Measuring the performance of an operating system is a tricky thing. At the same time, it’s the right and necessary thing to do, because performance is one of many criteria important to customers. Part of the trick of measuring performance is to time testing execution with the product cycle such that the results are as meaningful as possible for customers; this helps them make a better decision by making use of the full array of available information. As one example, about a year ago we commissioned a firm called Principled Technologies to conduct a study comparing Windows XP SP2 to Windows Vista RTM. That study found the performance measures of the two operating systems were within the same range for many tasks that home and business users frequently perform under real-world conditions.
My point is that we waited to conduct these benchmarking tests until Windows Vista had reached the RTM milestone in the product cycle, as this allowed us to provide our customers the most meaningful data available at the time — the data most likely to directly affect their decision to upgrade to Windows Vista. We do a whole range of performance tests at every stage of the OS development process, but, as a general rule, we avoid sharing benchmark tests of software that hasn’t gone RTM (i.e., final code). This explains why we have not to date published any findings of benchmark tests (nor commissioned anyone to do so) on performance improvements brought about by Windows Vista SP1. Publishing benchmarks of the performance of Windows Vista SP1 now wouldn’t be a worthwhile exercise for our customers, as the code is still in development and, to the degree that benchmarking tests are involved, remains a moving target.
Aside from that point, let me also emphasize that there are a variety of ways to benchmark the performance of a PC. Different techniques can yield different results. Some benchmark techniques simply test PC hardware performance by running a series of tasks at superhuman speed. Such tests tend to exaggerate small differences between test platforms and consequently are used less frequently nowadays, replaced in favor of benchmarks running tasks at human speeds with realistic waits and data entry. Benchmarks that run at superhuman speeds often deliver results that don’t tell the whole story. In fact, we made deliberate choices during the development of Windows Vista to focus on real-world scenarios affecting user experience, rather than focusing on improvement of microsecond operations imperceptible to the user. In addition, in Windows many operations can require additional processing time for work that is done for reasons that benefit the customer; these can include security, reliability or application compatibility checks conducted when a program launches. These operations may add microseconds to an individual application’s launch that under real usage isn’t perceivable to the human eye. When thousands such operations are strung together through automation, those few microseconds can have a cumulative effect on the benchmark result, causing performance to appear much better or worse than expected.
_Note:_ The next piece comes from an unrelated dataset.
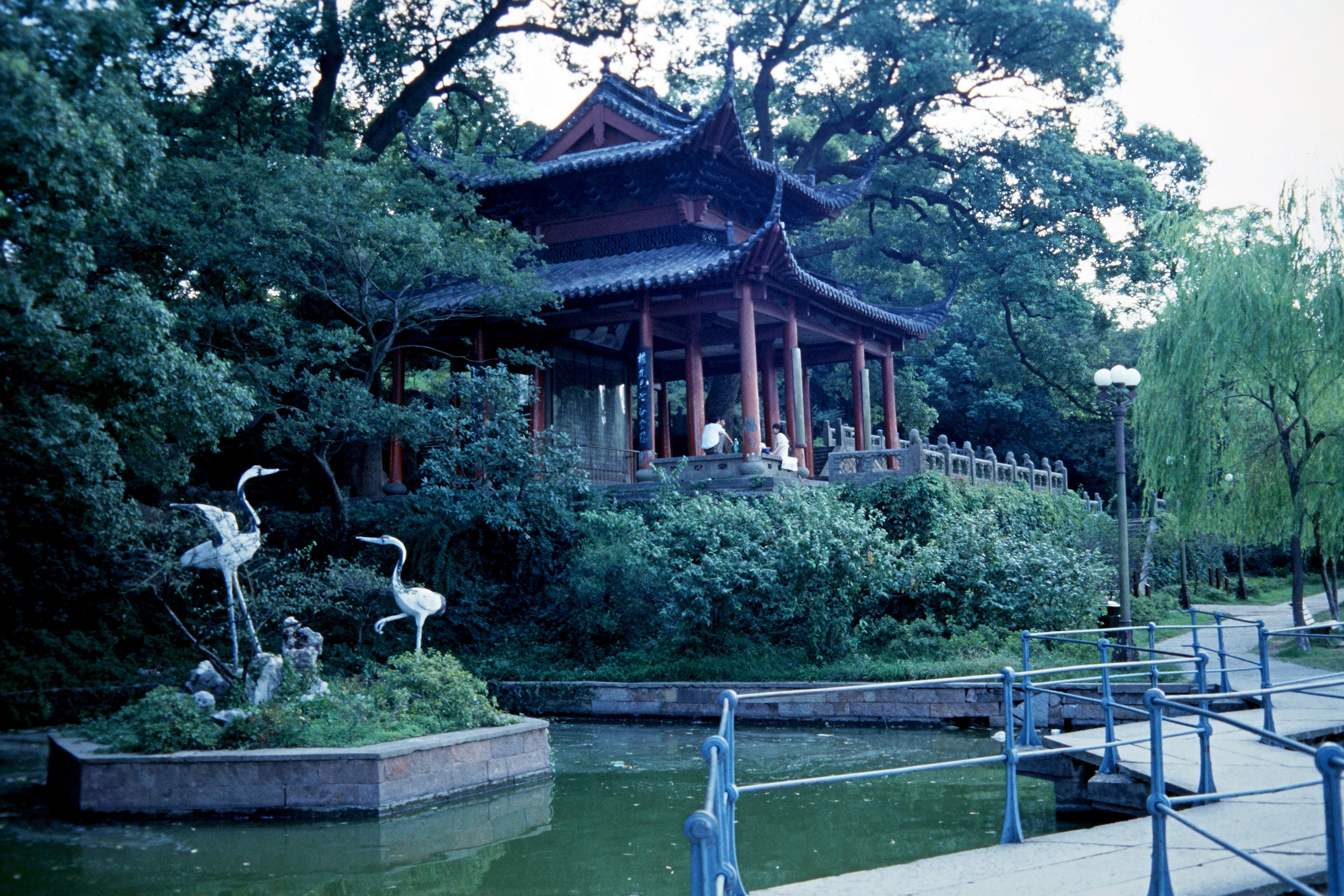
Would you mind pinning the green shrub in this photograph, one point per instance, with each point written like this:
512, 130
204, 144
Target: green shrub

I’ve included below a video we captured depicting a “benchmark test” running a window-open, window-close routine at accelerated speed. You can see that it isn’t representative of real-world user behavior and hence isn’t an accurate gauge of the actual end-user experience. Further, tests like these only measure a very small set of Windows capabilities and so aren’t representative of the user’s overall day-to-day experience of working with Windows and running applications.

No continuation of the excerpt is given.